Gay Gutiérrez indicated that that group of veterinarians who founded the CPA faced a large number of vicissitudes, however, their work and determination forged the seedbed of Mexican veterinary medicine, which is currently one of the most recognized worldwide.

The former co-directors of the CPA, Cristóbal Zepeda and Peter Fernández, participated in the event, who shared their experience leading the commission during the 90s and 2000s, a period in which Mexico successfully faced health emergencies, such as viral hemorrhagic fever of rabbits, screwworm and classical swine fever.

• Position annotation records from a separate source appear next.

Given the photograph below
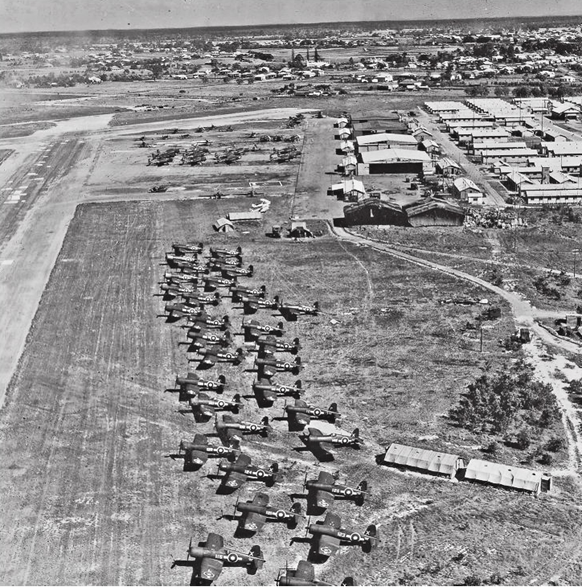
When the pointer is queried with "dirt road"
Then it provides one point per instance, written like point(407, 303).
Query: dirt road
point(40, 185)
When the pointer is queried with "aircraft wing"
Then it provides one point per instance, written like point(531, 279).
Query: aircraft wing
point(332, 520)
point(325, 477)
point(328, 545)
point(233, 479)
point(305, 571)
point(254, 521)
point(323, 499)
point(243, 460)
point(209, 357)
point(200, 439)
point(210, 569)
point(261, 499)
point(214, 541)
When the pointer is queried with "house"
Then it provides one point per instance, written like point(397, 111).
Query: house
point(466, 189)
point(353, 190)
point(243, 216)
point(447, 167)
point(349, 165)
point(565, 111)
point(430, 146)
point(385, 140)
point(374, 211)
point(423, 460)
point(506, 476)
point(299, 230)
point(434, 212)
point(386, 161)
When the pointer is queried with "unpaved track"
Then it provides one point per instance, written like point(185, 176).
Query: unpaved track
point(33, 228)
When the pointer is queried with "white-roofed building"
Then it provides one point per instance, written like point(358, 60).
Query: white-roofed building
point(424, 460)
point(508, 476)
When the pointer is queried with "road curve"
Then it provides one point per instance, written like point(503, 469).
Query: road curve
point(523, 312)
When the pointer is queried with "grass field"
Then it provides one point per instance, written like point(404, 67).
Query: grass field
point(90, 497)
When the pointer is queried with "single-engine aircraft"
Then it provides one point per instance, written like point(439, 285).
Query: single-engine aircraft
point(269, 366)
point(267, 392)
point(228, 428)
point(322, 491)
point(238, 291)
point(213, 355)
point(213, 282)
point(267, 345)
point(300, 414)
point(252, 304)
point(253, 329)
point(193, 383)
point(222, 252)
point(256, 512)
point(328, 536)
point(208, 560)
point(199, 451)
point(242, 470)
point(204, 321)
point(187, 248)
point(196, 297)
point(205, 405)
point(321, 445)
point(304, 574)
point(206, 336)
point(181, 310)
point(291, 311)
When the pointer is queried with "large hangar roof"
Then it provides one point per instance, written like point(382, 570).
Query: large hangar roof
point(429, 460)
point(497, 474)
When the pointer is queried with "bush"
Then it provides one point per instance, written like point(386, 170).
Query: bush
point(523, 439)
point(546, 459)
point(555, 444)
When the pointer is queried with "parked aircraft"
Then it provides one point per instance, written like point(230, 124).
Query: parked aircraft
point(213, 355)
point(208, 560)
point(268, 345)
point(322, 491)
point(256, 512)
point(304, 574)
point(253, 329)
point(206, 406)
point(328, 536)
point(199, 451)
point(291, 311)
point(193, 383)
point(269, 366)
point(242, 470)
point(321, 445)
point(267, 392)
point(228, 428)
point(238, 291)
point(301, 413)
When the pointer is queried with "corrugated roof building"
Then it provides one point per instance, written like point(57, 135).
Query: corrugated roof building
point(506, 476)
point(424, 460)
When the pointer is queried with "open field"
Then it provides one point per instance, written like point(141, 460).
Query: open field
point(89, 496)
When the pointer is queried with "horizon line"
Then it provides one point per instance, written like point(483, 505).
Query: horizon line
point(290, 24)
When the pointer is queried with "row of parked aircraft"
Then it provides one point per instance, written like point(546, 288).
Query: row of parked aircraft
point(198, 282)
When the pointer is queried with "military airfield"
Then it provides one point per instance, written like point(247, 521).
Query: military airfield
point(94, 489)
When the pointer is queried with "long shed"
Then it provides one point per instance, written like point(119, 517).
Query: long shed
point(508, 476)
point(427, 461)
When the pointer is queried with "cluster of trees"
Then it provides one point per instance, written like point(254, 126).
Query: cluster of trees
point(504, 401)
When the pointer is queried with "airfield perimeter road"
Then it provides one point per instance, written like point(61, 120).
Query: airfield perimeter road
point(41, 184)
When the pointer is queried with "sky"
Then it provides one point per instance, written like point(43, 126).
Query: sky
point(60, 15)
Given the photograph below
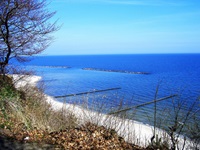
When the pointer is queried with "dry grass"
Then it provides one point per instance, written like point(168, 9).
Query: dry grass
point(28, 106)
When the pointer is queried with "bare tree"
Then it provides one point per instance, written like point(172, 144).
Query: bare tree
point(25, 29)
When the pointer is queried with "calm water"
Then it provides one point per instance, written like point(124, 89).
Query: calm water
point(175, 74)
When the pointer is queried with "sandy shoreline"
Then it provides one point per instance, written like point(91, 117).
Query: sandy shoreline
point(132, 131)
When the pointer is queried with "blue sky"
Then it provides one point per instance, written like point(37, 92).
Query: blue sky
point(126, 27)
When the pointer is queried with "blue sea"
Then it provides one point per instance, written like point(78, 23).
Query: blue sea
point(168, 74)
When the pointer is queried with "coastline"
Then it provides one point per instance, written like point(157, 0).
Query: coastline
point(132, 131)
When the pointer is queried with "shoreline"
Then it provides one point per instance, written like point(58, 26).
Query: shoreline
point(132, 131)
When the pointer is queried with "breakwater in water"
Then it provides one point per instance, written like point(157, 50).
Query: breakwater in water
point(119, 71)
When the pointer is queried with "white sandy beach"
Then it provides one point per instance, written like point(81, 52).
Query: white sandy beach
point(132, 131)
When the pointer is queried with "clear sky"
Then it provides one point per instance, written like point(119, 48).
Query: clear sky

The Regional Manager for North America of the USDA Animal and Plant Health Inspection Service, Cristóbal Zepeda, pointed out that in the 90s, when he started working at the CPA , Mexico faced outbreaks of Venezuelan equine encephalitis and highly pathogenic avian influenza, which were resolved by the great diagnostic capacity of the two countries and the structured emergency plans.

APHIS-USDA advisor, Peter Fernández, highlighted that the creation of the CPA was one of the main triggers for the construction of the Plum Island Animal Disease Center, New York, which is twinned with the Senasica laboratories located in Palo Alto, Mexico City.

It is important to note that the creation of the CPA has been accompanied by the development of infrastructure to face health emergencies.

In 1947, the institute for the production of vaccines and foot-and-mouth disease research was created, which gave rise to the Livestock Research Center, which is currently part of the National Institute of Forestry, Agricultural and Livestock Research.

Likewise, in the 1970s, the Government of Mexico created the National Producer of Veterinary Biologicals, in response to an outbreak of Venezuelan equine encephalitis that began in South America and spread to the southern border of Mexico.

In 2019, the Laboratory of Immunology, Molecular and Cellular Biology was inaugurated, which supports emergency work and in 2022, on the 75th anniversary of the Commission, the Ministry of Agriculture established the National Reference Center for the Diagnosis and Research of Diseases Exotic and Emerging Animals.

During the event, organized with the support of the Mexican Veterinary Academy and the Faculty of Veterinary Medicine and Zootechnics of the National Autonomous University of Mexico, a posthumous tribute was paid to the director of the CPA, Roberto Navarro López, for his work at the head of the organization for the last five years.